The aid we give should benefit Britain too

Last week's announcement of the takeover of the Overseas Aid Department by the Foreign Office is good news. For years we been giving our taxpayers' money to countries such as India - rich enough to have its own space program - while still doing too little to help really poor countries get clean drinking water to their poorest people. Too often there has been too much truth in the jibe that overseas aid has been about taking money from poor people in rich countries to give to rich people in poor countries.

Where possible our aid should not just give immediate benefit to people living in poverty but open the way to bilateral trade and promote honest and pro-Western democratic government.

Whither Labour?

Here at home it seems that the Government will continue cautiously moving away from lockdown to allow more social contact beyond individual households, allowing shops, pubs and food outlets to get back towards normal business and more schools to open.

The opposition of teaching unions to opening schools is no surprise. They seem to regard schools as places to feed the bodies rather than the minds of pupils.

With supporters like them, poor Sir Keir Starmer can but reflect gloomily on a report from "Labour Together", a group of Labour MPs, party members, union leaders and Labour-supporting media folk.

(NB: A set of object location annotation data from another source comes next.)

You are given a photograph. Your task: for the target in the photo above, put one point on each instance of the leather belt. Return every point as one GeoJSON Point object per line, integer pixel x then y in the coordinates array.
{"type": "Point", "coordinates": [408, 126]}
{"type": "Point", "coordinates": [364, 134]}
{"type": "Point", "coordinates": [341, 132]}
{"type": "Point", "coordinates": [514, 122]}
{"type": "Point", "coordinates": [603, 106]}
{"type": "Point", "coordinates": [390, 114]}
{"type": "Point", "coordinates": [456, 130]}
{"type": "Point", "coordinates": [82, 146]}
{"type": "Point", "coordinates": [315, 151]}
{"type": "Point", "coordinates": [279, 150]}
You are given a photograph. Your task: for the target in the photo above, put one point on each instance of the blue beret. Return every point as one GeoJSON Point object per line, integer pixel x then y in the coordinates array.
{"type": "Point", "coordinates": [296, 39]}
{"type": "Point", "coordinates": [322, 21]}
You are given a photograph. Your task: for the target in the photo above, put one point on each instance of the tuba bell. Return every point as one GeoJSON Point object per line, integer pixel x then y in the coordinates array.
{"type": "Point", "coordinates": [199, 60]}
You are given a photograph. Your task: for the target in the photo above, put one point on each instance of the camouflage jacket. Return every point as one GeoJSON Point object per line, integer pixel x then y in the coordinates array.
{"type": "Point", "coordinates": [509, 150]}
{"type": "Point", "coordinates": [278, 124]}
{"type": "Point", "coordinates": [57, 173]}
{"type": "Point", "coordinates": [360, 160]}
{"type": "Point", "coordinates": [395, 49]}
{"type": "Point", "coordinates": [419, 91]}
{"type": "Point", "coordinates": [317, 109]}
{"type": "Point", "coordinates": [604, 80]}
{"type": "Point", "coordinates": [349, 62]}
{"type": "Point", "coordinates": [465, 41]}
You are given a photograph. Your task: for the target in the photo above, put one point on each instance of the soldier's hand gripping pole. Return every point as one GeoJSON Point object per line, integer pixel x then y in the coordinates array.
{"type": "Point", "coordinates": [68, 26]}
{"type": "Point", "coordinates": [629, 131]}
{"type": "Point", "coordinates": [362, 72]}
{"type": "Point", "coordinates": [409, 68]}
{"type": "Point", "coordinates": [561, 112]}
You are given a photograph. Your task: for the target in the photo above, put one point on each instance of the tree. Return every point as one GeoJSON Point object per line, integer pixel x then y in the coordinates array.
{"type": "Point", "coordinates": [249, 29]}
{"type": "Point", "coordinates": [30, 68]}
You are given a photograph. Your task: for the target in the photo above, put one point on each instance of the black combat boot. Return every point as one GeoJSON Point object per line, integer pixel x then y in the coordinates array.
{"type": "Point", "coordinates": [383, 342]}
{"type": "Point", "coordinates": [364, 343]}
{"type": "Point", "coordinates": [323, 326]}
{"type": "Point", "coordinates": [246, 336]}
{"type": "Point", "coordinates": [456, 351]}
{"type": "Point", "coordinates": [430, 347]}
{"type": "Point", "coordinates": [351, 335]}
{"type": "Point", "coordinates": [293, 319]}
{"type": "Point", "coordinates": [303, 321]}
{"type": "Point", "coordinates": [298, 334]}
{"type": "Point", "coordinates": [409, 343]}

Their message is stark. Unless Labour makes a substantial comeback in Scotland it would need to take all but impregnable seats in England. But what would be Labour's message to Scottish voters? It would have to favour the union, in agreement with the Scottish Tories.

All Sir Keir can hope is that internal dissent within the Conservative Party will tear it apart.

Unlikely? Yes - but the impossible does happen now and again in politics.